While officials have stressed the need to persuade China to do more to pressure North Korea, Trump's first concrete response to North Korea's missile tests has been to start installing an advanced anti-missile defense system in South Korea, which has incensed Beijing.

Diplomats said the move might reassure U.S. allies but could backfire by antagonizing China, which regards the system as a threat, and make it less willing to step up sanctions on its neighbor.

"You have to adjust and calibrate all the options based on the facts on the ground," said an administration official, who added that media reports highlighting military options were overblown.

"The ability to have sanctions that pack some punch and are more dynamic than we have had in the past is going to be dependent to some extent on Chinese cooperation," he said.

Chinese diplomats argue that Beijing is doing all it can.

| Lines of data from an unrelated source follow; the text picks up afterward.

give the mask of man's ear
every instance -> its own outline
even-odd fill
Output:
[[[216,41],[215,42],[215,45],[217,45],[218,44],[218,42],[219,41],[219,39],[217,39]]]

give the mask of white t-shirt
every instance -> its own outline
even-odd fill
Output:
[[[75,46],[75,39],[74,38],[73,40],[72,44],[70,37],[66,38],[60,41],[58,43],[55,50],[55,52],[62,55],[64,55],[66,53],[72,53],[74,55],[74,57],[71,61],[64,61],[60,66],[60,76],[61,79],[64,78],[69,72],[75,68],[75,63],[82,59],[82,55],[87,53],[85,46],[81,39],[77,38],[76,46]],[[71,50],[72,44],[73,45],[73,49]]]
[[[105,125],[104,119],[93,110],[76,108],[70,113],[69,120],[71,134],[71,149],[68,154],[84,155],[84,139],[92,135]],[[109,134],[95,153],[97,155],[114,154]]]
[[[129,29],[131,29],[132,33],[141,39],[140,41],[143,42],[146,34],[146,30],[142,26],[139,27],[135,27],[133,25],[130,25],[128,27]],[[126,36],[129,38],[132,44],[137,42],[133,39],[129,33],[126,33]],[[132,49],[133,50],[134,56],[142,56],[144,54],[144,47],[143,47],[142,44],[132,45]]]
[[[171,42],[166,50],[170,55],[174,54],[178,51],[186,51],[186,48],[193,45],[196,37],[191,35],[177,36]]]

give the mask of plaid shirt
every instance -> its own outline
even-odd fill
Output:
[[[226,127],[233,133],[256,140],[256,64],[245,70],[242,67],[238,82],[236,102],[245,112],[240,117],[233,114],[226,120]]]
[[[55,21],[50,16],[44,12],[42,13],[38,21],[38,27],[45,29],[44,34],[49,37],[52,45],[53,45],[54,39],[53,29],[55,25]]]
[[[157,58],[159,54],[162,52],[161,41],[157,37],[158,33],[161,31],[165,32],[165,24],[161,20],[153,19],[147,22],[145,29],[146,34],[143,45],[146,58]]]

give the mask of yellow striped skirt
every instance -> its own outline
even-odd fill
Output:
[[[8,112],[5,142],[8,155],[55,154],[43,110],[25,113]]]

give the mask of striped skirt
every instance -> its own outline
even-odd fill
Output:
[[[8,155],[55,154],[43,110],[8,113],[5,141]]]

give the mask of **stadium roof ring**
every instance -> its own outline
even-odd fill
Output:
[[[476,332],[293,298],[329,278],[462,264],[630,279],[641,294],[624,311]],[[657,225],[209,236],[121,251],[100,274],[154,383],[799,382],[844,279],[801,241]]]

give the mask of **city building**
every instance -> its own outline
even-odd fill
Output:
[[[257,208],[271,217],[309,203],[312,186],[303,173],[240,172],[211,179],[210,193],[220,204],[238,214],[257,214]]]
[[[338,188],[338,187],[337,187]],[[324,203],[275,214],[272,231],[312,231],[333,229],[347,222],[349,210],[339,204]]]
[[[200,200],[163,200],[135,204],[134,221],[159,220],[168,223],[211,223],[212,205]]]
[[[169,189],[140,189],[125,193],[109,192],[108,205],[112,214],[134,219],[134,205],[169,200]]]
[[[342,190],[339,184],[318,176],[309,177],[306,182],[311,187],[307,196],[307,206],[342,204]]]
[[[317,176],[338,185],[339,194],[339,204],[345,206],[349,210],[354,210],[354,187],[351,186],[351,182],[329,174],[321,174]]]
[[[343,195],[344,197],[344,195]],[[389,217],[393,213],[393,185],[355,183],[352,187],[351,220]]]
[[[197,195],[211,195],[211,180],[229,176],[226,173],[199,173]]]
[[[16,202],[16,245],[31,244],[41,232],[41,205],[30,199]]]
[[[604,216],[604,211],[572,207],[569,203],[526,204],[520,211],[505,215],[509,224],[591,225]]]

Bonnie Glaser at Washington's Center for Strategic and International Studies said China could close banks that conduct illicit financial transactions with North Korea, prosecute front companies facilitating business, cut off oil exports and expel North Korean workers.

No good military options

Glazer said she saw no good military option. While past talks have failed, she would not be surprised if Trump wanted to try diplomacy.

One idea could be to discuss a freeze in North Korea's nuclear and missile programs, which would fall short of current demands for nuclear disarmament.

"North Korea may insist on being recognized as a nuclear weapons state as a precondition, in which case the U.S. would have to decide whether to make that concession," she said.

Evans Revere, a former senior diplomat who dealt with Korea under President George W. Bush, said Washington should pressure North Korea with sanctions, military deployments and covert operations.

"Doing this would ... compel the regime to rethink its course and make it more likely to return to dialogue and denuclearization, lest it risk collapse," he said.

Whether Trump will be willing to tolerate the level of risk needed to make such a strategy work remains unclear.

"This is an administration that is more inclined to be averse to regime change than previous administrations," the first administration official said. "That's from the top down."

"This administration intends to come up with options based on the cards we are dealt; not try to change the deck entirely, which is what regime change is."